During this election year, I don't expect any politicians will have enough courage to propose raising gas taxes. But maybe if plenty of us ask, they'll at least listen.
For now, the direction of the U.S. stock market and the economy will likely be determined by the direction oil prices are heading. And given how painful last week's losses must have been to the seemingly bulletproof Wall Street buy-energy, short-financials strategy, one would expect that Goldman Sachs (GS, news, msgs) and company are now busy preparing another "Oil prices to hit $200 by Labor Day" report and writing big donation checks to the powerful ethanol and environmental lobbies that might just lead to another price spike.

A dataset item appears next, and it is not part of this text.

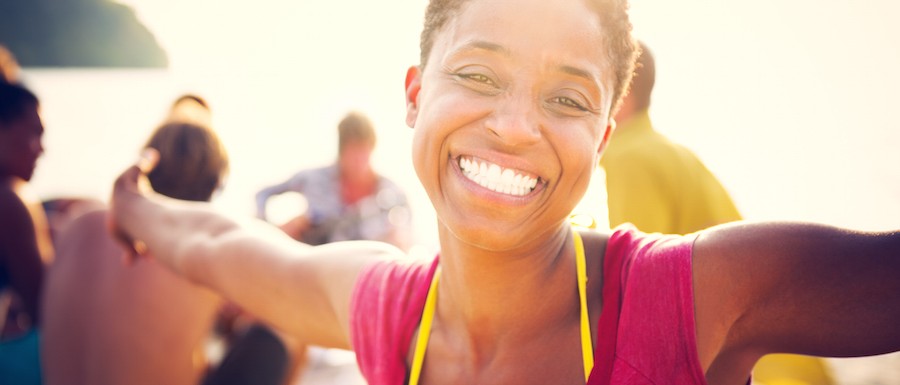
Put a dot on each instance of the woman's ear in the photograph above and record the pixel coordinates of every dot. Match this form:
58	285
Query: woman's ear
413	85
606	135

Here is a link to the full article: http://articles.moneycentral.msn.com/Investing/StrategyLab/Rnd17/P2/TheAmateurJournal20080722.aspx



3 comments:
Here's my thought on the subject. If the gas tax was used to lower corporate taxes and boost job growth, then wouldn't spending $4 a gallon on gas lose the pain and impact it is having right now? If that pain was reduced, then demand would go back to what it was pre oil crisis. So the addiction to oil would continue until things got really bad. I say we get all the experts together, see how much oil we have in the U.S. cut off our reliance on middle east oil, and make a plan for when our own oil supplies cannot support our needs. Then when the oil is gone here, we will be ready with our solar cars and battery operated scooters.
I agree Paul. So how do we get all the experts together... and how do we get all the "experts" to agree?